What’s really really really cool, is that if you watch carefully, when the particles / Leela get to cell (2,1), they kind of hug the bottom most wall. Well, when we were gathering the sensor data from walking Leela through this maze, she actually swung close to that wall. The robot in the visualization doesn’t reflect Leela’s actual position as she traversed (that would have been cool, but hindsight is 20/20). The robot is solely going to the cells that we programmed in. However, the particles are actually adapting to what happened. They swing closer to the wall based on the actual sensor data!! How crazy / cool is that?
Presentation
Finally, we had to present to the class. The presentation pretty much just included everything that this.
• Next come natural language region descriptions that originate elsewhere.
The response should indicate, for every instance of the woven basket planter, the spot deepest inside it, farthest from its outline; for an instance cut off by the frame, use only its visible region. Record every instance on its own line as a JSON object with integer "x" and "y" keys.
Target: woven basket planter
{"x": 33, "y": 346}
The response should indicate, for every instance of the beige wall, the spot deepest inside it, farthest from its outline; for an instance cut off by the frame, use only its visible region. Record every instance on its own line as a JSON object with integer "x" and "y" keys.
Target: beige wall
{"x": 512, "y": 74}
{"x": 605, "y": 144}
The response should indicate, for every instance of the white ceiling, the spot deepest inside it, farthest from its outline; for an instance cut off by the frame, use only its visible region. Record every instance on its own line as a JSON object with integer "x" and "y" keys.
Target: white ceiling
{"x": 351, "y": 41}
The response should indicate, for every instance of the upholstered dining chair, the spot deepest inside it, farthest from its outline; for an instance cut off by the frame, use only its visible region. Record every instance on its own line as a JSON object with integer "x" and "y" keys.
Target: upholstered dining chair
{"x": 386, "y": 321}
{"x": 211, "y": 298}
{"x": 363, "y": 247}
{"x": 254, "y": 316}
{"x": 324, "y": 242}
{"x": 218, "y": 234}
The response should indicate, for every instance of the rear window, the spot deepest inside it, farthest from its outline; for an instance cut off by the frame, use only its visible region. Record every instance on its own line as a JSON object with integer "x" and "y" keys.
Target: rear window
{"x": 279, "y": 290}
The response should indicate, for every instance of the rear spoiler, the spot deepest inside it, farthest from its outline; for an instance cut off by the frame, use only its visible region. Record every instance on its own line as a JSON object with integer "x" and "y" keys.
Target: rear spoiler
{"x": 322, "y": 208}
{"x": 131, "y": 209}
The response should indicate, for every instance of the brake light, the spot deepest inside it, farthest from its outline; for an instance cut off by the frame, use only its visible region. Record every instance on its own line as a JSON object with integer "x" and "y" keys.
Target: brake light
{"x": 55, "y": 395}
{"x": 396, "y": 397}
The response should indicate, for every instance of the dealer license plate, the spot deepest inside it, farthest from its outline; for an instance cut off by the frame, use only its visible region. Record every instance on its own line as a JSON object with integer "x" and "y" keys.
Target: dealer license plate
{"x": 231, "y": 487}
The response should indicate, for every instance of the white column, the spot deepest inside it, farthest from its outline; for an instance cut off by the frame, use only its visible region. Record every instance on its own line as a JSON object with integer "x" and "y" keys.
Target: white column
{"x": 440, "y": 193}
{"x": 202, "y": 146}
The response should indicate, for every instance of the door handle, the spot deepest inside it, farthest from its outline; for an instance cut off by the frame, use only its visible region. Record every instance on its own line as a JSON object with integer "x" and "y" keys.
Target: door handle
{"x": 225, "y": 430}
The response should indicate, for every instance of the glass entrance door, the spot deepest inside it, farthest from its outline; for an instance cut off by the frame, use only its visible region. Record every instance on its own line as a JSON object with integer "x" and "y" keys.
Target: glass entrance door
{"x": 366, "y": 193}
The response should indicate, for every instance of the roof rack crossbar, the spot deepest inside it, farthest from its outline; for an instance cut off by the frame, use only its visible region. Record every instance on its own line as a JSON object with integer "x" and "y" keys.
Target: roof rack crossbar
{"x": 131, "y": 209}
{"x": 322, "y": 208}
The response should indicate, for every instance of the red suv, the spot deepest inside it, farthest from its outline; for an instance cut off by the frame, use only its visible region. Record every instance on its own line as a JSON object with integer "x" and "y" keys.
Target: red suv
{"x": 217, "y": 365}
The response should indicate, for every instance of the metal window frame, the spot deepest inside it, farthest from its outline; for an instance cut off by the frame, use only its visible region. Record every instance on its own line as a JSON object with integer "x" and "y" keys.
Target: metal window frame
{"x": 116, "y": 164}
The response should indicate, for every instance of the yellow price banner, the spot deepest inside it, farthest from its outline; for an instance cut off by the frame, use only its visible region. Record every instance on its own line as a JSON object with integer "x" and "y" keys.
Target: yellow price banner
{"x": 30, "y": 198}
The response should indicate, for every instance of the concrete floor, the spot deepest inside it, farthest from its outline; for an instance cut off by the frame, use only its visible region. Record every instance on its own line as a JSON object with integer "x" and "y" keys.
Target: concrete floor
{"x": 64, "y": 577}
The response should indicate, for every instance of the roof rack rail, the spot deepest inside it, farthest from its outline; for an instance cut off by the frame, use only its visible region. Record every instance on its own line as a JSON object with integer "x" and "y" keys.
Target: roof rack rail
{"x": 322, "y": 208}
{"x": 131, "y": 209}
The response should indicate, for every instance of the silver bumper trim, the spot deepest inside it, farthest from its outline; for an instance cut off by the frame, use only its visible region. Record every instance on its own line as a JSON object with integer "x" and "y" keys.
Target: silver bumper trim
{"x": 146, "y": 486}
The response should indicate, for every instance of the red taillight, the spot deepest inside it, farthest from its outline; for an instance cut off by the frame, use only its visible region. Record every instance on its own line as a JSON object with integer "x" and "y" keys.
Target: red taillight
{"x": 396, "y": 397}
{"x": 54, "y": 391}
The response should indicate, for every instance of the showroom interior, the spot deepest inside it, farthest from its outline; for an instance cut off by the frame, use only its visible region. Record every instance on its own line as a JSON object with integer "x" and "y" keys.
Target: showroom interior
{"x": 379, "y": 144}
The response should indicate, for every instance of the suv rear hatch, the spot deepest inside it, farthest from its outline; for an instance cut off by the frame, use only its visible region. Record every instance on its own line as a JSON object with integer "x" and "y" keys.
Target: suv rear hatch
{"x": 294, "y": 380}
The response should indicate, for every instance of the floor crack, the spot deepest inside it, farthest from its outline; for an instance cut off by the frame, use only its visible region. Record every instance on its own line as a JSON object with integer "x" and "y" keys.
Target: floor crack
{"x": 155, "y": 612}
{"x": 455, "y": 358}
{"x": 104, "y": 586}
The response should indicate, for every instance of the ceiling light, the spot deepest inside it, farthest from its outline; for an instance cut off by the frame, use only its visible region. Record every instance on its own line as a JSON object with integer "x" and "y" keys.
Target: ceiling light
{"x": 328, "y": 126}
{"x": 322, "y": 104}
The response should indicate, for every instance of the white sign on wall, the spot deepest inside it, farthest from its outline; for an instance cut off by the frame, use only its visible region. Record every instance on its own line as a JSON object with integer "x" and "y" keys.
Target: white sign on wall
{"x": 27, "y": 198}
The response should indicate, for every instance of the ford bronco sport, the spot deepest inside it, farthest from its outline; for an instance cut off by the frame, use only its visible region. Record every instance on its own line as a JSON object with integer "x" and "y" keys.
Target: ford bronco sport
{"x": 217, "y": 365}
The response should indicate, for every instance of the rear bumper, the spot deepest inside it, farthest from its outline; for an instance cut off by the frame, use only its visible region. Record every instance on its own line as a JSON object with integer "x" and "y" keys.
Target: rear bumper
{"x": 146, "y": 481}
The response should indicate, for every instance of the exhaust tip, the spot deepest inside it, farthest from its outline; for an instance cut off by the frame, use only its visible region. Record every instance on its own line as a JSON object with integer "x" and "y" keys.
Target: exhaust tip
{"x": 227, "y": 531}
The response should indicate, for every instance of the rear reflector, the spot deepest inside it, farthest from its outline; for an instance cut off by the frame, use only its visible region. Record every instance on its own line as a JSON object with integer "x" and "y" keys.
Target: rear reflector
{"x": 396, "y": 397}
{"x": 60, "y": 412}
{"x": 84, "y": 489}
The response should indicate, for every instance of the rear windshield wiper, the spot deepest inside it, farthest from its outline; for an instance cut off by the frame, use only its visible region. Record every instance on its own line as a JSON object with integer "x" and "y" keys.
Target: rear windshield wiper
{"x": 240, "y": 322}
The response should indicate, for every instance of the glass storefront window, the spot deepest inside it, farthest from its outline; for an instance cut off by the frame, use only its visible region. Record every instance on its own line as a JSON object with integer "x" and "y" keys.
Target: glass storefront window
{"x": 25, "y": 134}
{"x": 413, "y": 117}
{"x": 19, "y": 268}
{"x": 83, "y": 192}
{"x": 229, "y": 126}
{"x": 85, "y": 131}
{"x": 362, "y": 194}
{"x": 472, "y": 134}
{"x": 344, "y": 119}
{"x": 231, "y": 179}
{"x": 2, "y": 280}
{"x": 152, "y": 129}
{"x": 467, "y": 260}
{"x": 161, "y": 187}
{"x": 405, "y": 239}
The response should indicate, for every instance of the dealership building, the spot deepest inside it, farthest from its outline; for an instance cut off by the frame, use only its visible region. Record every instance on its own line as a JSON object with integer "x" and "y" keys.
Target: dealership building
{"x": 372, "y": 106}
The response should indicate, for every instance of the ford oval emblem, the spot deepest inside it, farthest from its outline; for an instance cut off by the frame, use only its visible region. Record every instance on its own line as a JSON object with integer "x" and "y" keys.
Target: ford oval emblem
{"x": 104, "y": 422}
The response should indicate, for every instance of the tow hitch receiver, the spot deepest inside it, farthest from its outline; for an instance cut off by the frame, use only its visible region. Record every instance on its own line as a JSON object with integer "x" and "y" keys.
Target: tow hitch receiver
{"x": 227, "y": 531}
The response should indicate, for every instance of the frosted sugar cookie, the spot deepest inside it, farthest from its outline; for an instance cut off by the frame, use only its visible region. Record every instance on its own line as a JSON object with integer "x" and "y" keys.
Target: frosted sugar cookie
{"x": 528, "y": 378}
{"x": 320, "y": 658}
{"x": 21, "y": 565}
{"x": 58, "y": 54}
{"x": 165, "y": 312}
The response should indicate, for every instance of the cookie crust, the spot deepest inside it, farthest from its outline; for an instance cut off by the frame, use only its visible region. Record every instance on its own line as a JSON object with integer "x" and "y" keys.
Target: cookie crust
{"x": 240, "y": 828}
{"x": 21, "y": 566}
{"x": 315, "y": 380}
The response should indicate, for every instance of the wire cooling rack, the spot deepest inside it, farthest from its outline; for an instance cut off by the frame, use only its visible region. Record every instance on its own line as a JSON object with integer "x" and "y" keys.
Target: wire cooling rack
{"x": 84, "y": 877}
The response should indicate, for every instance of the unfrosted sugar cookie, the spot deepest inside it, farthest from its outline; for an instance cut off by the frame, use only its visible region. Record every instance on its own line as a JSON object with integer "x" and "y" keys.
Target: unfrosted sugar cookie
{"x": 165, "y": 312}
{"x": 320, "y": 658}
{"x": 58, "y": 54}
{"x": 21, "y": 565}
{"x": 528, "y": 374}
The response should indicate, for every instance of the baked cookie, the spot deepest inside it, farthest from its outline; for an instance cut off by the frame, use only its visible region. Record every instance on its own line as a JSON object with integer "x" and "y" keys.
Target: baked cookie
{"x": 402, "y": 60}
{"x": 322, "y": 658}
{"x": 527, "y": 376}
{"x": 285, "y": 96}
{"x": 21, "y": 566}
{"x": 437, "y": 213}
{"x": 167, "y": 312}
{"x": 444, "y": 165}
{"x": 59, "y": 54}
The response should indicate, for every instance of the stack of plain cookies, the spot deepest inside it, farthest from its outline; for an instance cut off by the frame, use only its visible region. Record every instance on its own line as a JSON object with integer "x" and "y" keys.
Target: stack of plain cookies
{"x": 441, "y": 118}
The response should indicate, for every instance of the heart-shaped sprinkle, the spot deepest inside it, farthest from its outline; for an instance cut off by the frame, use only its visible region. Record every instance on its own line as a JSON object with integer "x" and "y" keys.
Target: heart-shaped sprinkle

You can check out our actual presentation, or in the very least a pdf of our presentation here.
Conclusion
Ok so first one big lesson learned:
That lesson really got drilled home from Matt after we probably spent an hour trying to debug our code, without realizing that one of the walls we entered was totally incorrect. The other thing that we learned is that genetic algorithms are super interersting. Bayes Theorem has almost limitless applications. Probability is great and I need to learn more. Besides that, it was a really rewarding experience coming up with all of this. As always let me know any comments about my coding style, ways to better my code, corrections to my blog post, etc. Thanks for reading.